By the time I reached the car ahead the train had entered a wild gorge circle by one of those astonishing hairpin curves with which engineers defeat Nature. The panting engine slowed almost to a snail's pace, having only a scant fuel ration with which to negotiate curve and grade combined. To our right there was a nearly sheer drop of four hundred feet, with a stream at the bottom boiling among limestone boulders.

But there was no time to study scenery. From the middle compartment of the car there came yells for help and the peculiar noise of thump and scuffle that can't be mistaken. Men fight in various ways, Lord knows, and the worst are the said-to-be civilized; but from Nome to Cape Town and all the way from China to Peru the veriest tenderfoot can tell in the dark the difference between fight and horseplay.
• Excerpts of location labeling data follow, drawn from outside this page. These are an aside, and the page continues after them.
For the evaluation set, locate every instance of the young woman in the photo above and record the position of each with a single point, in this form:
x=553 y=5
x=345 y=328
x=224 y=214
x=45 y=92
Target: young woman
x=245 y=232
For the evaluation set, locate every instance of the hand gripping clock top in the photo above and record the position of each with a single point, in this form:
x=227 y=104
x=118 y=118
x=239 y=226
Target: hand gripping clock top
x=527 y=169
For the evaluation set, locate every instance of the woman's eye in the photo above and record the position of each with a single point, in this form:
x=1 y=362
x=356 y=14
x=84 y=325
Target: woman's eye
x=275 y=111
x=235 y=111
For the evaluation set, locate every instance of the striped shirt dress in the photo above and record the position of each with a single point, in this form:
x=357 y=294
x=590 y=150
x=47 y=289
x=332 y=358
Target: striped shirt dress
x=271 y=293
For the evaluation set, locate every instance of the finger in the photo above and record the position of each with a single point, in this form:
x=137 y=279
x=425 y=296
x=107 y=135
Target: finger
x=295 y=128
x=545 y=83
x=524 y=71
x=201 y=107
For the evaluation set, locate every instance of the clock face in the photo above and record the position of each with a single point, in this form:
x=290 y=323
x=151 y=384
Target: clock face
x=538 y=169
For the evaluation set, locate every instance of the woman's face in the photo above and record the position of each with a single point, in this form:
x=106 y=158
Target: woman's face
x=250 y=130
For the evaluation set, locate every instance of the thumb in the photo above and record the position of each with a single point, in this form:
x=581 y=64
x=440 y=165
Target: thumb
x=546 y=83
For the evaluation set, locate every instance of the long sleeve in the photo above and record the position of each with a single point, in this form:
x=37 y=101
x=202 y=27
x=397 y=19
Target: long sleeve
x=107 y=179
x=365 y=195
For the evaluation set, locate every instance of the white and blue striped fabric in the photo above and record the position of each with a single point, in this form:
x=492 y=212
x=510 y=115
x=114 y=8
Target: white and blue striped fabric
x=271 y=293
I reached the door of the compartment in time to see three of them (two bleeding from knife-wounds in the face) force Yussuf Dakmar backward toward the window, the whole lot stabbing frantically as they milled and swayed. The fifth man was holding on to the scrimmage with his left hand and reaching round with his right, trying to stick a knife into Yussuf Dakmar's ribs without endangering his own hide.

But the sixth man was the rascal I had kicked. He had no room--perhaps no inclination--to get into the scrimmage; so he saw me first, and he needed no spur to his enmity. With a movement as quick as a cat's and presence of mind that accounted for his being leader of the gang, he seized the fifth man by the neck and spun him round to call his attention; and the two came for me together like devils out of a spring-trap.
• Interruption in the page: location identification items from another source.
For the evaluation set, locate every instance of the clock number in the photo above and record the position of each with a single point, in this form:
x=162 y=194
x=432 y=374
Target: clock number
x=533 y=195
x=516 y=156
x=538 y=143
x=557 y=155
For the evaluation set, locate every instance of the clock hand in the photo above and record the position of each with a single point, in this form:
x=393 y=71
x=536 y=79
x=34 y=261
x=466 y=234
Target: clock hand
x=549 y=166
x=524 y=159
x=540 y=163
Now the narrow door of a compartment on a train isn't any kind of easy place to fight in, but I vow and declare that Jeremy and I both did our best for Yussuf Dakmar. That's a remarkable thing if you come to think of it. As a dirty murderer--thief--liar--traitor--spy, he hadn't much claim on our affections and Jeremy cherished a war-grudge against him on top of it all. What is it that makes us side with the bottom dog regardless of pros and cons?
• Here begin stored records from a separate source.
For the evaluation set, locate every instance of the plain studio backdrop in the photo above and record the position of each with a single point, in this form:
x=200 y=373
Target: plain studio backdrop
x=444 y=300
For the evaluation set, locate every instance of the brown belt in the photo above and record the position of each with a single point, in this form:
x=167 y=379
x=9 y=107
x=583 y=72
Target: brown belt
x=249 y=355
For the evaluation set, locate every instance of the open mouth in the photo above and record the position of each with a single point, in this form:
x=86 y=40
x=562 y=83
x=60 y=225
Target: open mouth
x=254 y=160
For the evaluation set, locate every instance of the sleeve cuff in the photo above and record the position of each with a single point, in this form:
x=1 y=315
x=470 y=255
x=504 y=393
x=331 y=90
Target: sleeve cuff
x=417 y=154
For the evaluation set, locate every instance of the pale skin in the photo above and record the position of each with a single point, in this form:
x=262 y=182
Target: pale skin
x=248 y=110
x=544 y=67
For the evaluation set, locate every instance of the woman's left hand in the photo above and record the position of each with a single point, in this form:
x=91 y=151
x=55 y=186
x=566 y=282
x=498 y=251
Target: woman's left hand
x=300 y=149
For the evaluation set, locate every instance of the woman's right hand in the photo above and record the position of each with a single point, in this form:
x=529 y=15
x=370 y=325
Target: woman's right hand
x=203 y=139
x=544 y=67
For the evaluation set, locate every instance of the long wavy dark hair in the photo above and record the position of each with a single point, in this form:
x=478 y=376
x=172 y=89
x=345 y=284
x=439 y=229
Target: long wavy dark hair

It was a nasty mix-up, because they used knives and we relied on hands and fists. I've used a pick-handle on occasion and a gun when I've had to, but speaking generally it seems to me to demean a white man to use weapons in a row like that, and I find that most fellows who have walked the earth much agree with me.

We tried to go in like a typhoon, shock-troop style, but it didn't work.